Luckily local AI is becoming more feasible every day.
Maybe for folks who are deep into this, but it’s not exactly accessible. I tried reading up on it a couple of months ago, but parsing through what hardware I needed, the model and how to configure it (model size vs quantization), how I’d get access to the hardware (which for decent results in coding, new hardware runs $4k-$10k last I checked)—it had a non trivial barrier of entry. I was trying to do this over a long weekend and ran out of time. I’ll have to look into it again because having the local option would be great.
Edit: the replies to my comment are great examples of what I’m talking about when I say it’s hard to determine what hardware I’d need :).
I've been using local AI via LM Studio ever since I canceled my Claude subscription. It's obviously slower than Claude on my M1 Studio[†], but like someone else said, I use AI more like a copilot than an autopilot. I'm pretty enthused that I can give it a small task and let it churn through it for a few minutes, while I work on something alongside – all for free with no goddamned arbitrary limits.
[†] The latest Qwen 3.6 whatever has been a noticeable improvement, and I'm not even at the point where I tweak settings like sampling, temperature, etc. No idea what that stuff does, I just use the staff picks in LM Studio and customize the system prompts.
Feasibility on commodity hardware would be the true watermark. Running high end computers is the only way to get decent results at the moment, but if we can run inference on CPUs, NPUs, and GPUs on everyday hardware, the moat should disappear.
Indeed, I feel like we are in the early computer equivalent phase of AI, where giant expensive hardware is still required for frontier models. In 5 years I bet there will be fully open models we'll be able to run on a few $1000 of consumer hardware with equivalent performance to opus 4.7/4.6.
Sure, but local AI is still a black box. They can be influenced by training data selection, poisoning, hidden system prompts, etc. That recent Wordpress supply chain hack goes to show that the rug can still be pulled even if the software is FOSS.
I love how it's just a tacit understanding that these companies' entire MO is to carve out a territory, get everyone hooked on the good stuff and then jack up the price when they're addicted and captured -- literally the business plan of crack dealers, and it's just business as usual in the tech industry.
Not really. The hardware requirements remain indefinitely out of reach.

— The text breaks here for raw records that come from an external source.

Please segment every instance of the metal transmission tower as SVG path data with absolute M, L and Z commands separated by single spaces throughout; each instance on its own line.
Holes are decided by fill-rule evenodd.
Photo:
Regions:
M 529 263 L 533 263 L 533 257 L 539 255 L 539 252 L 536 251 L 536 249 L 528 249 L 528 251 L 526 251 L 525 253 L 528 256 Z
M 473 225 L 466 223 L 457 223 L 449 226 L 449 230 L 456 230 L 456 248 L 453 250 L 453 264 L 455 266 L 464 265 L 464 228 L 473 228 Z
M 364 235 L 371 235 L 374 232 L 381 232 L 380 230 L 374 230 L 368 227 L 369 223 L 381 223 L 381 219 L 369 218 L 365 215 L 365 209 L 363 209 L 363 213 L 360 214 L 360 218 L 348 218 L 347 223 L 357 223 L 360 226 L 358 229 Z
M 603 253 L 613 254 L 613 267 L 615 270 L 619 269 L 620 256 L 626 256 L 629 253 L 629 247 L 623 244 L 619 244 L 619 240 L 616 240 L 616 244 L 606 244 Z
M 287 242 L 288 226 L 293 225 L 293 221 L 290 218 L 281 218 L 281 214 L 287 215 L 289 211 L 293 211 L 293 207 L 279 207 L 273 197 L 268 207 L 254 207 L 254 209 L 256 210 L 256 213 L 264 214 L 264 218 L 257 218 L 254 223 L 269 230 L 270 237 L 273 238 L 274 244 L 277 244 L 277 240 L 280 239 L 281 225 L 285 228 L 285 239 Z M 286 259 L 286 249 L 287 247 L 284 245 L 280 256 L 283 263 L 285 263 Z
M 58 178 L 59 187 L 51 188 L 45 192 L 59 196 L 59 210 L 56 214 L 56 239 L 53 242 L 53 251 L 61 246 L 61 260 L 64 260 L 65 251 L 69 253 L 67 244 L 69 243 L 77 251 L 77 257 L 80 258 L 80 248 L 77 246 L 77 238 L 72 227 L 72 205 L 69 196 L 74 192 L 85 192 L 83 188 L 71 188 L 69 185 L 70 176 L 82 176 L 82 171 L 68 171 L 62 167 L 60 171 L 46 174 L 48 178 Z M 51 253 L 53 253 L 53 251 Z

Yes, it's possible to run tiny quantized models, but you're working with extremely small context windows and tons of hallucinations. It's fun to play with them, but they're not at all practical.
It feels more and more like OpenAI/Anthoropic aren't the future but Qwen, Kimi, or Deepseek are. You can run them locally, but that isn't really the point, it is about democratization of service providers. You can run any of them on a dozen providers with different trade-offs/offerings OR locally.
They won't ever be SOTA due to money, but "last year's SOTA" when it costs 1/4 or less, may be good enough. More quantity, more flexibility, at lower edge quality. It can make sense. A 7% dumber agent TEAM Vs. a single objectively superior super-agent.
That's the most exciting thing going on in that space. New workflows opening up not due to intelligence improvements but cost improvements for "good enough" intelligence.